Katsidis' late goal was of great significance to both AEK and the club's fans, given that the 2-1 win enabled one of Greek football's traditional giants -- currently in a crisis -- to pull four points clear of the relegation zone.

Yet his celebration in front of the supporters in the Olympic Stadium only served to alienate a section who had initially reveled in his onfield display.

"There is no way we can forgive fascist salutes," said influential supporters' group -- Original 21 -- in a statement directed at Katidis.

"You are not welcome among us -- you are wanted! We are not convinced by your tears or by your excuses. Fascists and Nazis do not belong in AEK."

Meanwhile, the Greek federation has told CNN that the ban on Katidis only applies to internationals and has no bearing on his standing within his club.

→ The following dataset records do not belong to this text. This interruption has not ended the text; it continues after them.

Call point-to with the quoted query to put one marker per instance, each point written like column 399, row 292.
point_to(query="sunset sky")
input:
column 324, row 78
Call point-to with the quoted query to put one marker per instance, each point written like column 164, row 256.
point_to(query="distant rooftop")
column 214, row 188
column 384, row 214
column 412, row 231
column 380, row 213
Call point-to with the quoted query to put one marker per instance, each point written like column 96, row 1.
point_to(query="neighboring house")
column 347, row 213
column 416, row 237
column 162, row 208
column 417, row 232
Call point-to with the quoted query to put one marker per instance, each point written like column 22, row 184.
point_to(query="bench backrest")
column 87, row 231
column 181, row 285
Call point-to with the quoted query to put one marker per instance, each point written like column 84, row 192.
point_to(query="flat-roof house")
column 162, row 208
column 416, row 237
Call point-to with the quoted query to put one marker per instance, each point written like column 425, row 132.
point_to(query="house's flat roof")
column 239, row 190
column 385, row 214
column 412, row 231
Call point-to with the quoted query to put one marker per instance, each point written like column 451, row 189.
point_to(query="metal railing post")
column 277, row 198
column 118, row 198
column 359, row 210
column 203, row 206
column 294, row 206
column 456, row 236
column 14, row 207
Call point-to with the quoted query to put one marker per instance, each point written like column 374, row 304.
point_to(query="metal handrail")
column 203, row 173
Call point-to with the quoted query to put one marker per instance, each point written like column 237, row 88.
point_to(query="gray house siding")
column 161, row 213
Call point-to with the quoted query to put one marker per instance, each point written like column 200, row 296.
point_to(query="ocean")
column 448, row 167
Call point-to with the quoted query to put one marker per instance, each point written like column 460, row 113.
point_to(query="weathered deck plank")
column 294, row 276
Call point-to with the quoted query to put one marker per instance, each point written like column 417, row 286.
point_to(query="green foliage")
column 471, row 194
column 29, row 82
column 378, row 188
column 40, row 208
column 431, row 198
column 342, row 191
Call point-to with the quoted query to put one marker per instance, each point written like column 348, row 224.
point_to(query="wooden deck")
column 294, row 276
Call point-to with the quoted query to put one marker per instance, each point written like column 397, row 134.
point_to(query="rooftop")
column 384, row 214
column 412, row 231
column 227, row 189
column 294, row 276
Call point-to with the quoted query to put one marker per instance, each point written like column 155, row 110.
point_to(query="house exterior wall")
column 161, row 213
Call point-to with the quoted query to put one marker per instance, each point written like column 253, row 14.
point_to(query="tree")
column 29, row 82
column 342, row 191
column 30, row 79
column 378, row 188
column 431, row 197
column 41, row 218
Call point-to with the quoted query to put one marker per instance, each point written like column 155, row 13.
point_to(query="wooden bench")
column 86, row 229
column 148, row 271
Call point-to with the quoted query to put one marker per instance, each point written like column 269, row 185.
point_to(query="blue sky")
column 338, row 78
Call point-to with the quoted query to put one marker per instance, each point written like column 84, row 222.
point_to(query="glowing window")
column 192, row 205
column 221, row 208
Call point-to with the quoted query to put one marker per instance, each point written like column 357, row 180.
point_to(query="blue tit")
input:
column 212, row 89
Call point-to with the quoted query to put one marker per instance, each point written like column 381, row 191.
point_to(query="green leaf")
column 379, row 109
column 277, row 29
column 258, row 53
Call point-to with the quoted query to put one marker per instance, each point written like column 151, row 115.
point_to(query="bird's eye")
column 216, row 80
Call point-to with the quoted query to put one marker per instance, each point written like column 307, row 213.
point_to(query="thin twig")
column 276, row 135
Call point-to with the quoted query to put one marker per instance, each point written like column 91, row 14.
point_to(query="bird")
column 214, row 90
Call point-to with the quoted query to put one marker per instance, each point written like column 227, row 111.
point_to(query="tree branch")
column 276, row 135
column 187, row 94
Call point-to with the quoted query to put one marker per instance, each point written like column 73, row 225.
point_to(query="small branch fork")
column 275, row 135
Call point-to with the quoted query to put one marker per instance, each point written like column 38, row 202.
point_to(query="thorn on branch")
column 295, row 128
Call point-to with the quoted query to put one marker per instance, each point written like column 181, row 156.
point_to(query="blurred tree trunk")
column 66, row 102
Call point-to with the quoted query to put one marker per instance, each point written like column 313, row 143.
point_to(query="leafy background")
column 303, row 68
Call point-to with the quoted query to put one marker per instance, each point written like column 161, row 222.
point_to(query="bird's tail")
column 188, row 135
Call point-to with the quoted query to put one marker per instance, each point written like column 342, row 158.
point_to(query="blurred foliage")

AEK, champions on 11 occasions but whose stock has mirrored the Greek economy's by plummeting in recent years, have asked the player to explain his actions on Wednesday -- the same day Super League officials are set to discuss the case.

In 2005, Lazio striker Paolo di Canio was handed a one-match ban by Italian football authorities after making a fascist salute towards his club's fans during a game against Juventus.

Greek media has reported that Katidis has been given time off by the club in order to visit his wife in Italy since the incident, with many reporting that his AEK future is in doubt.

Just seven months into a four-year contract signed last August, the fortunes of a youngster who rose to prominence after impressing at Aris Salonika have been derailed for the most unlikely of reasons.